Fact Sheet: Why Divestment is the Costly Choice for New York Pensioners


Proposals have been introduced in the New York State legislature to force New York’s public pension fund managers to divest all of New York’s fossil fuel assets by 2020 and all coal holdings within one year.  Unfortunately for New York state retirees, these proposals ignore the financial reality of divesting.

As New York State Comptroller Thomas DiNapoli stated recently:

“My fiduciary duty requires me to focus on the long term value of the Fund.  To achieve that objective the Fund works to maximize returns and minimize risks.  Key to accomplishing this objective is diversifying the Fund’s investments across sectors and asset classes—including the energy sector, where fossil fuels continue to play an integral role in powering the world’s electricity generators, industry, transportation, and infrastructure.”

In fact, a report by Sonecon found that “over FYs 2005-2013, oil and natural gas investments, which represented 5.0 percent of the total assets of New York’s two largest public employee pension plans, contributed 9.8 percent of the plans’ total gains.”
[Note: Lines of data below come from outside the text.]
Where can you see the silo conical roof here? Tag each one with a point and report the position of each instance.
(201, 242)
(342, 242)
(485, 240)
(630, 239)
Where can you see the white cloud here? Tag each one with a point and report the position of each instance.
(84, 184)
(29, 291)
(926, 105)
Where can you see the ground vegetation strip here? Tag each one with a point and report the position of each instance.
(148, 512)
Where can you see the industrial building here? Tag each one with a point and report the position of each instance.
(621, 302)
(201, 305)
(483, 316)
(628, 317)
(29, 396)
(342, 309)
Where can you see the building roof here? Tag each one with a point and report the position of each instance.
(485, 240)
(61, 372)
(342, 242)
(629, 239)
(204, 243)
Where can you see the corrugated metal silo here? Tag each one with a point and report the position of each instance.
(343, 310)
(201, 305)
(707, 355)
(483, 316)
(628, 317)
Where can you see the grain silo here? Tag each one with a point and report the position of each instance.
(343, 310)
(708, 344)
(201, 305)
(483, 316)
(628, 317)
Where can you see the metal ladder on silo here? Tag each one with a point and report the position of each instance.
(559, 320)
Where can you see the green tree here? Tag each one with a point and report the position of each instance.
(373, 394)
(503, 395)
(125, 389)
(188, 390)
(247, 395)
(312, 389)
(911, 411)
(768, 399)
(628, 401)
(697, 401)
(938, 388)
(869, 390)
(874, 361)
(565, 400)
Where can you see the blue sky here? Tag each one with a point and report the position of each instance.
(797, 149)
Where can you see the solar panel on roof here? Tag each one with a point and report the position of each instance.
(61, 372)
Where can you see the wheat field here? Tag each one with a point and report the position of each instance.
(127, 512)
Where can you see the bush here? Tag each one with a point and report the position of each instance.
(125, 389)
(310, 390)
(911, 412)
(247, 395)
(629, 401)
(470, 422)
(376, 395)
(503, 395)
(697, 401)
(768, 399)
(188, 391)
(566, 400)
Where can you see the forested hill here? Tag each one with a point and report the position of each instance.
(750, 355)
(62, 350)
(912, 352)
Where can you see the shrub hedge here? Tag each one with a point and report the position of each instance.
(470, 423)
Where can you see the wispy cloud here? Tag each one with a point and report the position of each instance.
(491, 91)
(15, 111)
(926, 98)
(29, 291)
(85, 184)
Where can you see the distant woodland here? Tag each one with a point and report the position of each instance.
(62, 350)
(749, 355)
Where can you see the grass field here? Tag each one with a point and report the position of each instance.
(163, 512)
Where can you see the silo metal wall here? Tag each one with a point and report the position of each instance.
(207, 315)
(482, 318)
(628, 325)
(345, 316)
DiNapoli has also correctly noted that divesting stands in contradiction to having a voice within companies:

“Active engagement with the companies and managers in whom we invest [is] an integral component of addressing climate change risk to the Fund… simply put, if we don’t own any energy sector stocks, we lose our vote and our voice when it comes to the future of these companies.”

This road of engagement over costly, symbolic divestment is a much safer option for the more than 1 million members, retirees and beneficiaries that depend on the New York Pension Fund to support their daily life. Hopefully other state leaders will listen.